Mavi patikler, herşeyin hayırlısı ama en önemlisi; 'evladın hayırlısı..'

İhtiyar adam tapu dairesinden çıkarken sevinçliydi. 
Kendi kendine düşünüyordu;
– "Oh. Be..! ferahladım. Ölümlü dünya…" diye iç geçiriyordu.

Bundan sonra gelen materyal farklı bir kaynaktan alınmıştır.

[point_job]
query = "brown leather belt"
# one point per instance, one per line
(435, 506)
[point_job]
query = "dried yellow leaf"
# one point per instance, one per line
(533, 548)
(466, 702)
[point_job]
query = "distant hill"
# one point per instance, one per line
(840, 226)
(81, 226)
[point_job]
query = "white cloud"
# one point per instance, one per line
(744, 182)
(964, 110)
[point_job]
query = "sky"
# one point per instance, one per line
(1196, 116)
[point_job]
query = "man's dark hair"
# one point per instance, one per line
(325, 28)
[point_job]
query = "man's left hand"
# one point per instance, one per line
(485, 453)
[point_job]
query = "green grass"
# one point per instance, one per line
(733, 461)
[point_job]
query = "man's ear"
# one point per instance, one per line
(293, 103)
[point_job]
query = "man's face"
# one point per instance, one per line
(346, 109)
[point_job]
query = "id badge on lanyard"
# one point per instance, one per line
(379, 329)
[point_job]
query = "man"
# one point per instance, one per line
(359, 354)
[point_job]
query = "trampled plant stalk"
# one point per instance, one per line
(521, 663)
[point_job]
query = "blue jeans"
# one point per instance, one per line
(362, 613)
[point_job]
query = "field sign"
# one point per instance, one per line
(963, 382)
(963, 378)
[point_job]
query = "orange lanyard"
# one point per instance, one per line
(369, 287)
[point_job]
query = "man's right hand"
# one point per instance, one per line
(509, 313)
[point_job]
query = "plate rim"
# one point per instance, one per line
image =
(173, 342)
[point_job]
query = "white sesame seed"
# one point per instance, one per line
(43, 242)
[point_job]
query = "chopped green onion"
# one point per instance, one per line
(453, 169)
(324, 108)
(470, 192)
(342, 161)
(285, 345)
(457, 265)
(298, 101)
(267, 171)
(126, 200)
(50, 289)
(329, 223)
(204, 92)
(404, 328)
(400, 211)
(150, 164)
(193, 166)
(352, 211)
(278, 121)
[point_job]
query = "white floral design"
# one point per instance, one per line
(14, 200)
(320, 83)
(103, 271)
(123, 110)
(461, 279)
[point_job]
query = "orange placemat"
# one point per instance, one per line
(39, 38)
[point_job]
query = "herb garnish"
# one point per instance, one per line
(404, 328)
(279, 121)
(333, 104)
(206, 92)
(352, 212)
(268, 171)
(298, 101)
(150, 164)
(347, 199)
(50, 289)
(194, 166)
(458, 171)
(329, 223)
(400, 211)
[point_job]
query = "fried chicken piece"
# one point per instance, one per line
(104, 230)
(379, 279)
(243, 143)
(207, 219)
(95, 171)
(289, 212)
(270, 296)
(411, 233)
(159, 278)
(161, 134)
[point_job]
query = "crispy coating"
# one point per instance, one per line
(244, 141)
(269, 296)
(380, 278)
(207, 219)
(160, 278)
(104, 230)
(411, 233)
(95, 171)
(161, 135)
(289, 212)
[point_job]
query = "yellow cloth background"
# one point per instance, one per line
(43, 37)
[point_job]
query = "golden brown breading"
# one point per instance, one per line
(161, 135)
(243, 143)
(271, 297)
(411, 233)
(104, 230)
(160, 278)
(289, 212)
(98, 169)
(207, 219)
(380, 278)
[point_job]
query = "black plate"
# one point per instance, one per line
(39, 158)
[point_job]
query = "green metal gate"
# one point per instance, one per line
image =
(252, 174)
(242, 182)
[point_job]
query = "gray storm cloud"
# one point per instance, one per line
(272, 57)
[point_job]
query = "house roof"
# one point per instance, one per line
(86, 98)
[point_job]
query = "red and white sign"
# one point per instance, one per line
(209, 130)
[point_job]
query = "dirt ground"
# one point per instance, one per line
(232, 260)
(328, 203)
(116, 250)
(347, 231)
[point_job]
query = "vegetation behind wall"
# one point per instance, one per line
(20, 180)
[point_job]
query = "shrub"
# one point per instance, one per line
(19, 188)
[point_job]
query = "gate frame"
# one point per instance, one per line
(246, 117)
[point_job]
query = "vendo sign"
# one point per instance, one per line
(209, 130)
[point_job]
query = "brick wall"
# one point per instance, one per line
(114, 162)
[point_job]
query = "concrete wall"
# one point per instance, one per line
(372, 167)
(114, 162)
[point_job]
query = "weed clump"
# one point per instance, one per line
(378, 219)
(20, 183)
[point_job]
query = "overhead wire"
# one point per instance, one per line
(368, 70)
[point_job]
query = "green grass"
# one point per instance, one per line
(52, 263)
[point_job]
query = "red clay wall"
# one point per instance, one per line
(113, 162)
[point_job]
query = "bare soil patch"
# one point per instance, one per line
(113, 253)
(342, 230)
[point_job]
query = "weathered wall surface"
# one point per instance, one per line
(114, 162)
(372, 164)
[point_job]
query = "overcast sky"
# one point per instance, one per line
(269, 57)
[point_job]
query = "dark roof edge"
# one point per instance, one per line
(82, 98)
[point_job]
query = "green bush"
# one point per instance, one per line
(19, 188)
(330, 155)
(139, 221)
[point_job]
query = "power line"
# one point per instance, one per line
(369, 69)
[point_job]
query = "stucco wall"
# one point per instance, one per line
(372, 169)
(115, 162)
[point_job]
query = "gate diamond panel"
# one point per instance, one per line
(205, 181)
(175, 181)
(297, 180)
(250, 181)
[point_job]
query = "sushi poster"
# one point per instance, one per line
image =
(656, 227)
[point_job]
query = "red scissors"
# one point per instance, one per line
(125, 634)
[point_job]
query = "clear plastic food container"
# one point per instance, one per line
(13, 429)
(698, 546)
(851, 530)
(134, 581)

Oturduğu evin tapusunu, çocuğunun üstüne yaptırmıştı.
Tapu dairesinde çıktıktan sonra  küçük bir lokantada öğle yemeğini yedi, vakit geçirmek için parklarda dolaştı.
Bir parkta Cem Karaca'nın şarkısı çalınıyordu;
"Allah Yar! Allah Yar..!"

Akşam yaklaşırken eve doğru yürümeye başladı.
Bir yandan da;
-"Biz öldükten sonra bir sürü işlemle uğraşması gerek. Ne diye eziyet çeksin yavrum…" diye düşünceler içindeydi.
 Oğlunun kendisini neredeyse zorla doktora götürüşü aklına geldi.
Israrına anlam verememişti.
-"Demek ki, babasının sağlığına çok önem veriyor; benim oğlum,
Sağlığıma verdiği önem kadar, ziyarete gelmeye de önem verse ya..!"
 diye, içinden ince bir sitem geçirdi.
Çünkü çok özlüyordu, onu…

Bir an dalgınlaştı;
–"Gerçi, gelin bizle geçinmeye çalışmıyor ama…" dedi.
 Derin bir nefes aldı:
– "Boş ver canım, ne de olsa torunlarımın annesi. Eşine, çocuklarına iyi baksın da…"
Biraz da kendini teselli etmek için kendi kendine söylendi;
"…biz bu gün varız, yarın yoğuz…"

Evine yaklaşınca yine durgunlaştı:
– "Tapuyu oğlanın üzerine yaptığımı duyunca bakalım hanım ne diyecek..? Gelin gelip-gitmiyor diye biraz kırgın ama…"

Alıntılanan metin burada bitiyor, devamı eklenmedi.